Using 3.3M scientific abstracts mined from materials science related journals, researchers at Lawrence Berkeley National Lab and UC Berkeley trained a Word2Vec model on this dataset to learn embeddings of material science terms. They showed that traditional NLP vector operations (projection, addition, subtraction) match the same intuition that material scientists would expect. For instance, their word embeddings were able to complete the following analogy with the correct term (antiferromagnetic)


They also show that the degree of cosine similarity between materials (e.g.Bi2Te3) and properties (e.g. thermoelectric) is a good predictor of actual performance, as determined by DFT calculations.
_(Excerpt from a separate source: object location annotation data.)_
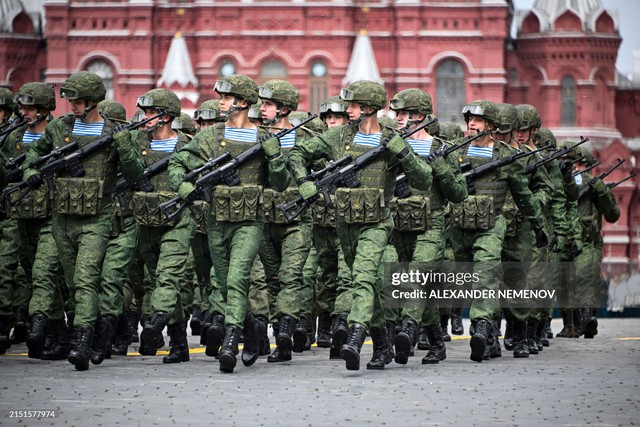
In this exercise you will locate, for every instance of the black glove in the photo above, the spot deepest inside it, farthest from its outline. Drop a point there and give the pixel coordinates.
(541, 238)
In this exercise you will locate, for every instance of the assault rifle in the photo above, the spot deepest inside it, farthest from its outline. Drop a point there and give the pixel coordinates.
(345, 176)
(474, 173)
(71, 162)
(226, 173)
(402, 182)
(587, 188)
(555, 155)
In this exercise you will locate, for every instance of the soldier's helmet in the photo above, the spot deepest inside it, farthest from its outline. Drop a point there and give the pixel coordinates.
(545, 137)
(450, 131)
(365, 92)
(36, 94)
(83, 85)
(507, 118)
(333, 105)
(209, 111)
(528, 117)
(281, 92)
(238, 85)
(412, 100)
(113, 110)
(316, 125)
(481, 107)
(6, 101)
(184, 123)
(161, 99)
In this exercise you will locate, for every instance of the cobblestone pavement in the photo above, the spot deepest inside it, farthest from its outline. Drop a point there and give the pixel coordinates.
(575, 382)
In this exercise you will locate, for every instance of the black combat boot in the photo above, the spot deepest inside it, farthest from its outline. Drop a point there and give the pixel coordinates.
(350, 352)
(381, 349)
(405, 340)
(324, 331)
(444, 323)
(262, 325)
(122, 339)
(532, 327)
(196, 321)
(456, 321)
(391, 337)
(35, 342)
(478, 342)
(101, 346)
(151, 335)
(251, 346)
(133, 317)
(340, 335)
(5, 342)
(423, 339)
(301, 333)
(215, 335)
(21, 328)
(61, 345)
(590, 322)
(438, 351)
(82, 340)
(229, 349)
(568, 330)
(520, 342)
(179, 351)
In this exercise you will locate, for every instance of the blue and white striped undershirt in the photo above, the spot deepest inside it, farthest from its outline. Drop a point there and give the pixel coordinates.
(485, 152)
(288, 140)
(164, 145)
(422, 147)
(370, 140)
(29, 137)
(81, 128)
(242, 135)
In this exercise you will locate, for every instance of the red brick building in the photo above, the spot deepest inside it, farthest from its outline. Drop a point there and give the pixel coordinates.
(562, 60)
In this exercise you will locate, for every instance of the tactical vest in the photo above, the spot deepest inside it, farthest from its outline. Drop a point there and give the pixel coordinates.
(146, 206)
(479, 211)
(369, 202)
(36, 204)
(413, 213)
(242, 202)
(272, 199)
(85, 195)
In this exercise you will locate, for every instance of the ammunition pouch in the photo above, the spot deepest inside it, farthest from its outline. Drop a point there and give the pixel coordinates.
(360, 205)
(474, 213)
(323, 214)
(78, 196)
(273, 199)
(34, 205)
(412, 213)
(236, 204)
(146, 209)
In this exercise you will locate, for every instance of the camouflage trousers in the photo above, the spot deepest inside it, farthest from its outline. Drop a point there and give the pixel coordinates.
(483, 249)
(363, 246)
(165, 252)
(82, 243)
(283, 251)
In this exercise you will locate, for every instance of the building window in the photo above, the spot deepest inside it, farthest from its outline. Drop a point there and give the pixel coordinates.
(227, 68)
(105, 71)
(568, 101)
(450, 89)
(318, 85)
Most fascinatingly, they retrained their model on historical abstracts and showed that word embeddings were able to predict material-properties pairs that were not present in the literature at the time. For instance, CuGa2Te is one of the best thermoelectrics known today and was first reported in 2012, but a Word2Vec model trained on abstracts published before 2009 would have ranked CuGa2Te as one of the top 5 materials for thermoelectrics - 4 years before it was experimentally tested!
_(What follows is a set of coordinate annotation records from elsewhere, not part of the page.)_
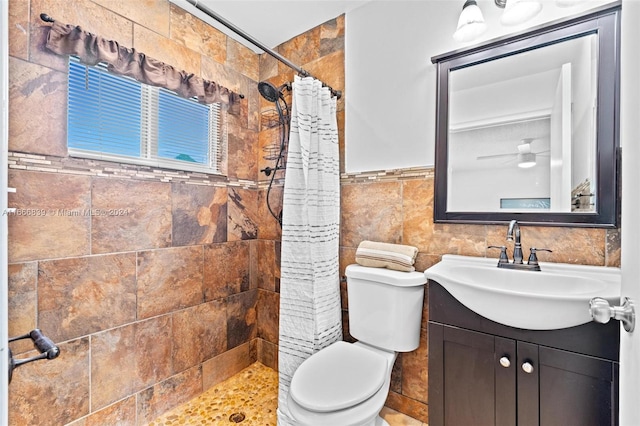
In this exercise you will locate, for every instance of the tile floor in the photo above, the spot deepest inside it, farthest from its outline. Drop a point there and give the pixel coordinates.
(247, 399)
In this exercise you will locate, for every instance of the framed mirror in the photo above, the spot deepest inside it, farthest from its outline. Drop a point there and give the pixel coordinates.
(527, 126)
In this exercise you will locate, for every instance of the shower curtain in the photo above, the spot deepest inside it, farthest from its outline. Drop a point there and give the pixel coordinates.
(310, 310)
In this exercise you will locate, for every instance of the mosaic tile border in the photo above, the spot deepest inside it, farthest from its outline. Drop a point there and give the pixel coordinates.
(109, 169)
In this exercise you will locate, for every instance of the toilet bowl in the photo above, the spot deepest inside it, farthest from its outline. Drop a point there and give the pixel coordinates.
(346, 384)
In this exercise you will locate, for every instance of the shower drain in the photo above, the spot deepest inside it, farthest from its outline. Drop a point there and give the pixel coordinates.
(237, 417)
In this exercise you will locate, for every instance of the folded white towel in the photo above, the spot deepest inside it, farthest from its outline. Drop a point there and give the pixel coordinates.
(384, 255)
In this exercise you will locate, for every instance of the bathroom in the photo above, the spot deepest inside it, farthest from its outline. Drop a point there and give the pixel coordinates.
(187, 302)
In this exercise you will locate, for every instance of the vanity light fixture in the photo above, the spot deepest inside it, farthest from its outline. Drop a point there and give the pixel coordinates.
(526, 160)
(471, 23)
(567, 3)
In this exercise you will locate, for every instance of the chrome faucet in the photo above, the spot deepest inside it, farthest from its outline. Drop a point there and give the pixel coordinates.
(517, 248)
(514, 234)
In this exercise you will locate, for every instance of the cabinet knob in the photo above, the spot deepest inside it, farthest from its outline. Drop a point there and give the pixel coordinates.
(504, 361)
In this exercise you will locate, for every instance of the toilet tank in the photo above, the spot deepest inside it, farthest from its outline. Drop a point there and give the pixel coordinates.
(385, 307)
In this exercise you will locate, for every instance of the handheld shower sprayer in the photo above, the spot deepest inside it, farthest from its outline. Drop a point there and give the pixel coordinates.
(270, 92)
They also showed that Word2Vec trained on Wikipedia articles, a much larger corpus, does not perform well at predicting material properties. It seems more data is not always better, and we still need material scientists to interpret model predictions in the context of their field (just imagine the process of tokenizing molecule and chemical compounds, many of which can be written in different ways)

The growing computational materials community has begun developing large, open-source, high-quality datasets such as the materials project and materials scholar. Such repositories are critical because they help drive the progress and iterative development of machine learning models for specific scientific domains. I hope to do some more extensive coverage on these resources in the coming issues.


Designing Diffractive Metagratings with GAN’s

Metasurfaces are used in a variety of applications for the manipulation of light. However, traditional optimization of the design of metasurfaces require slow, iterative, optimizations which use intensive numerical solvers [this is a very common problem setup in ML4Sci: traditional numerical models(molecular dynamics, density functional theory, finite element, optical physics solvers, etc.) are terribly slow and we need a better way to explore large design spaces,namely machine learning. Expect to hear more about this problem setup in a variety of fields]. In this work, Jonathan Fan’s lab at Stanford uses a conditional GAN trained on an small, initial, high-performance design training set generated by adjoint-based optimization. The cGAN then generates an order of magnitude more samples, which are then refined with adjoint-based optimization.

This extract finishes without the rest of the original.